I’ve listed the rankings here, along with some thoughts of my own. Each numbered item is from Scott’s presentation; the commentary between the numbered items is mine.
(The survey is still accepting responses. If you haven’t yet weighed in, you can do so right now.)
What benefits does DITA provide?
This section was open to all respondents.
1, Consistency: content reuse/single-sourcing
Yes: when I think of single-sourcing, I think of consistency. But I also think about flexibility — of being able to publish the same content on the web, as integrated help, as PDF, and in other formats. For me that’s a big benefit, just as much as — and probably more than — consistency.
2. Usability: structure provides predictability
3. Translation: savings from reusing translation
The panelists remarked that they expected this one to score higher, and theorized that many of the survey respondents were content creators but were not the people actually responsible for translation. I think they’re probably right — and I’d also point out that a lot of organizations simply don’t translate their content. It would be interesting if the survey asked how many are currently translating DITA content.
4. Customization: segmentation, personalization
Nice to see this one crack the top 4. I think we (the community of DITA content producers) are just beginning to take advantage of features like metadata and keys. There’s so much more we can do to adapt content based on the audience’s geographic location, experience level, and so forth. (Key scopes and branch filtering in DITA 1.3 hold out even more promise.)
Rank the biggest challenges associated with using DITA
This section was open to respondents who said they use DITA.
1. Reuse: determining reuse strategy
Conref or keyref? What taxonomy to use, and where to put the metadata (in topics or in maps)? Who “owns” the library of reusable content? There doesn’t seem to be much consensus on best practices when it comes to developing a reuse strategy. Maybe, like the consultants always say, it depends — on what the writing team is
used to, on which groups are collaborating to produce content, and on what the corporate culture will support.
2. Usage: making DITA do what we want it to do
3. Training: equipping staff with skills needed
There’s a ton of training out there — in the basics of structured authoring, in DITA itself, and in the various tools. So I’m not sure what the problem is, unless it’s that companies don’t want to pay for training and want simply to hire people who already know everything (see #7 below). Even if you could hire fully-capable DITA writers off the street (and that’s a big if), they still need to be trained in how to use your local style, transforms, and so forth.
4. Technology: understanding software
5. Formatting: developing stylesheets and rules for content
This isn’t rocket science, but it is serious, hard work. It’s often not considered when companies plan a transition to DITA — which makes it even harder.

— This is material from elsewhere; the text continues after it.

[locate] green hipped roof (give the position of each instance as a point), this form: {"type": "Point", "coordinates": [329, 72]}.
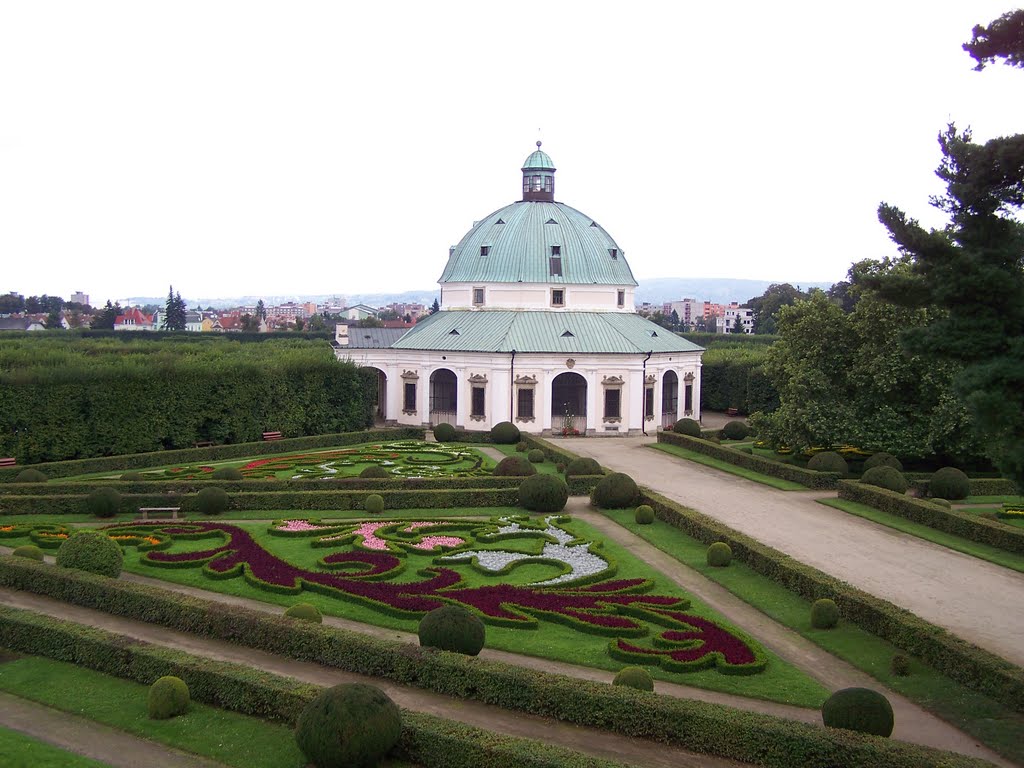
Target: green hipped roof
{"type": "Point", "coordinates": [519, 238]}
{"type": "Point", "coordinates": [578, 333]}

6. Governance: enforcing the rules
See number 5 above.
7. Staffing: finding experienced talent
8. Creation: understanding how to create DITA content
9. Measurement: what to measure, how to decide
Let’s be honest: rather than what to measure, don’t we really mean making the business case? We still struggle to quantify the cost savings and revenue enhancement associated with structured authoring and DITA. Translation savings, of course, are a big part of the story. But increased usability, customization, and brand consistency have value too. We just have a hard time quantifying their value.
10. Translation: issues associated with DITA content
So there you have it. What do you think? Do any of the rankings surprise you? Is anything missing from either list?
Do you agree with my take?
Thanks to Scott Abel for conducting the survey. Like so much of what he does, it’s of great value to the technical writing community. Thanks to Rob, Mark, and Keith for their contributions as well.